WALLANDER: Well — and in fact, Russia agreed to that in the NATO-Russia Founding Act of 1997. Russia agreed to have a cooperative relationship with NATO to recognize that NATO membership was open. At the time, there was even discussion of would Russia ever qualify for NATO membership if it continued on the path that it had started in the early 1990s of pluralism and market economy.

So contrary to the myth that’s NATO enlargement was directed against Russia, it was actually executed in the 1990s, in full understanding that Russia needed to be — have buy-in to and be part of European security structures, as well.

And when Putin came to office and his leadership came to office in the early 2000s, they were actively floating the idea of when would Russia be a member of NATO? I was in many of those conversations. It was later that —when the crackdown within Russia really ossified and became more about authoritarianism, control of the economy, that the Russian leadership started to see the outside world as threatening because it threatened control inside Russia, not military attack on Russia. But then NATO became that convenient, external enemy to justify the growing authoritarianism and state control within Russia itself.

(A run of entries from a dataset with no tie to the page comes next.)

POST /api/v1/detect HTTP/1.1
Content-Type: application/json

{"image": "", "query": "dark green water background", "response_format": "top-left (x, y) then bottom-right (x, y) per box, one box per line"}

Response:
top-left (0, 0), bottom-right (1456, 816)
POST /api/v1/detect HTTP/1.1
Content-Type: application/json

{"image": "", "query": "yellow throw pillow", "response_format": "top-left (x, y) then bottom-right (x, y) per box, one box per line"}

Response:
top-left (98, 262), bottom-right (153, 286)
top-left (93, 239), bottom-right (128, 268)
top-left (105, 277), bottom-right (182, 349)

And I’ll also point out that in 2014, it was in the Ukrainian Constitution that Ukraine was a neutral country. So Ukraine was not on the cusp of NATO membership, although even if it were, under its obligations under the U.N. Charter, Russia is obligated to recognize that countries get to choose their own foreign policies.

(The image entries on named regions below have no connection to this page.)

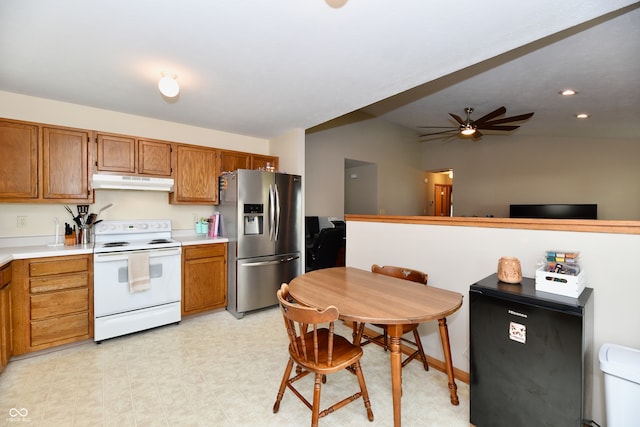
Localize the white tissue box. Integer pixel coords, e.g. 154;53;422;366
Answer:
536;267;586;298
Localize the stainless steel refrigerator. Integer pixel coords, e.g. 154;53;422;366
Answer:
218;169;303;319
469;274;593;427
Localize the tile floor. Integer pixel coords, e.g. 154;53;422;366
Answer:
0;308;469;427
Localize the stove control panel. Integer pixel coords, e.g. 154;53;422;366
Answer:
95;219;171;235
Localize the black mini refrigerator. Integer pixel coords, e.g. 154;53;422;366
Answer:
469;274;593;427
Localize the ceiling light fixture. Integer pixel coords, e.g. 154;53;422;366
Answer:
158;71;180;98
460;123;476;136
460;107;476;136
325;0;347;9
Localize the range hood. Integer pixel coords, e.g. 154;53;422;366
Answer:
93;173;173;192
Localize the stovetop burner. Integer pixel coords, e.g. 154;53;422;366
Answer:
102;242;129;248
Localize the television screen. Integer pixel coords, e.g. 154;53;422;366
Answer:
509;203;598;219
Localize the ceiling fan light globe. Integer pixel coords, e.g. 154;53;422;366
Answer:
460;125;476;136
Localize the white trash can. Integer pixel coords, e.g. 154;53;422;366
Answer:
599;344;640;427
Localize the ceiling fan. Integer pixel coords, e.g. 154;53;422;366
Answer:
418;107;533;139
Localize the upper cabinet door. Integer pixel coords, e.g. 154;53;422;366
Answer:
42;127;93;202
0;120;38;201
138;139;173;176
96;133;136;173
170;144;218;205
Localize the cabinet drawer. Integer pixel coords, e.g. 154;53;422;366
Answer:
31;313;89;347
29;256;89;277
31;289;89;320
29;272;89;294
182;243;227;260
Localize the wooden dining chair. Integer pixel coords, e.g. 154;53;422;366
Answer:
273;283;373;427
355;264;429;371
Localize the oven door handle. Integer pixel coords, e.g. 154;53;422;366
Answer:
93;248;182;262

And if the Ukrainian people seek a European future, whether that is the EU or NATO, underneath — under international law, that is something that Russia, as a UN Security Council permanent member, is actually on the hook to respect, but of course we’ve seen it doesn’t.

MAY: I want to pick up on something you said and have you elaborate, and that’s Russia’s actions on the battlefield since — over the past two years — the — February 24th will be the two year anniversary — how Russia has conducted itself under the laws of armed conflict.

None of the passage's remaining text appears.